AI Newbie Village: Hugging Face

Explore the AI Newbie Village, a comprehensive guide to the Hugging Face platform.
Core content:
1. The development history and core value of the Hugging Face community center
2. Introduction and application of the three core libraries of Hugging Face
3. Practical examples of dataset loading and model use
Hugging Face
Hugging Face was first established in 2016 as a community center for NLP models. However, with the popularity of LLM, pre-trained models and related tools of mainstream LLM models can be found on this platform. In addition, the platform also provides a wealth of computer vision and audio-related models.
Hugging Face is often called the GitHub of AI models. Hugging Face has three core libraries: Transformer (used to encapsulate Transformer models to make them easier to use), Tokenizers (used to split text sentences into the smallest units that the model can understand), and Dataset (used to read external data).
The picture below is the homepage of Hugging Face. The main commonly used functions are the functions of the models and datasets marked in the picture.
Loading of data
Hugging Face's Datasets page has a rich collection of data sets, including text, audio, and images, and also provides an intuitive visualization page.

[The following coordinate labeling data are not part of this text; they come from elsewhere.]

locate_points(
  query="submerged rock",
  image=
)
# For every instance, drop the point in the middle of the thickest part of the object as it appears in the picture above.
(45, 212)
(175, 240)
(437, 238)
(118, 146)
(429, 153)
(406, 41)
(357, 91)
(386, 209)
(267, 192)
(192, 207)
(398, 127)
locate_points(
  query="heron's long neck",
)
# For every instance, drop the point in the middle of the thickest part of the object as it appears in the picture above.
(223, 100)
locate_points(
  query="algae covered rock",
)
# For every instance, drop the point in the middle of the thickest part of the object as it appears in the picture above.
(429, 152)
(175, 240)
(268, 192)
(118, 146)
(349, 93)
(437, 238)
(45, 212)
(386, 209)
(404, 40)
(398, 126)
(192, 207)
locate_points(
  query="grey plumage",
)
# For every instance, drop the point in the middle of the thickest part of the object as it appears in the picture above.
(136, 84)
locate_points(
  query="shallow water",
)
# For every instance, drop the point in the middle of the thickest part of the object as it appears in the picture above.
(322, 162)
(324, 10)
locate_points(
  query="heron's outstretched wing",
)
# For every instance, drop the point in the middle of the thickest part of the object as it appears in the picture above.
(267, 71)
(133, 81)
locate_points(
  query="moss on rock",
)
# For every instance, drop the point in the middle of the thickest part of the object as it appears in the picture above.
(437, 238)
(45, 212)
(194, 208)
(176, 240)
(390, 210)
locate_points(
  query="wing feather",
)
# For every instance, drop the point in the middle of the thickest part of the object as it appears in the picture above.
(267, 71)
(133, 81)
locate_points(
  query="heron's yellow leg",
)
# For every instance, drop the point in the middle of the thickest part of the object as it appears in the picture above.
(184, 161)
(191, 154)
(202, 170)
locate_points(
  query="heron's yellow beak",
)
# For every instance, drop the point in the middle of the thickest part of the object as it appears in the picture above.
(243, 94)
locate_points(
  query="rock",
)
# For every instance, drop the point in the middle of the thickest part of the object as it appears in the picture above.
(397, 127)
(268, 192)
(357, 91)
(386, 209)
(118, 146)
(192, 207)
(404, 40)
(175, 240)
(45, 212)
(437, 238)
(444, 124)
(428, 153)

The way to use the data set is also very simple, useload_dataset
Just load the data set we need. If you want to use our custom data set, use the functionload_dataset
That's fine too.
from datasets import load_dataset
ds = load_dataset( "clapAI/MultiLingualSentiment" )
from datasets import load_dataset
# Read in training data and test data
data_files = { "train" : "./day014/datas/train_data.json" , "test" : "./day014/datas/test_data.json" }
dataset = load_dataset( "json" , data_files = data_files)
print(dataset)
# View the first training data
print(dataset[ 'train' ][ 0 ])
Use of the model
Taking the task of text classification (sentiment analysis) as an example, we can use the function pipeline
You only need to specify the task name to call the model. The default model used is distilbert/distilbert-base-uncased-finetuned-sst-2-english. You can also specify a specific model through the parameter model.
from transformers import pipeline
# Using the default model
# pipe = pipeline("text-classification")
# Specify a specific model. The model can be found on the Models page (because the default model uses English data as training data, I changed it to a model that supports multiple languages)
pipe = pipeline( "text-classification" , model= "lxyuan/distilbert-base-multilingual-cased-sentiments-student" )
string_arr = [
"Once upon a time, there was someone who loved you for a long time, but the wind gradually blew us away. I finally got to love you for one more day, but at the end of the story, you still seemed to say goodbye." ,
"I headed north, leaving the season with you. You said you were tired and could no longer fall in love with anyone. The wind blew on the mountain road, and the past scenes were all wrong. I am ashamed to count the times I hurt you." ,
"I am very happy" ]
results = pipe(string_arr)
print(results)
# Output results
# [{'label': 'positive', 'score': 0.5694631338119507}, {'label': 'negative', 'score': 0.9576570987701416}, {'label': 'positive', 'score': 0.9572104811668396}]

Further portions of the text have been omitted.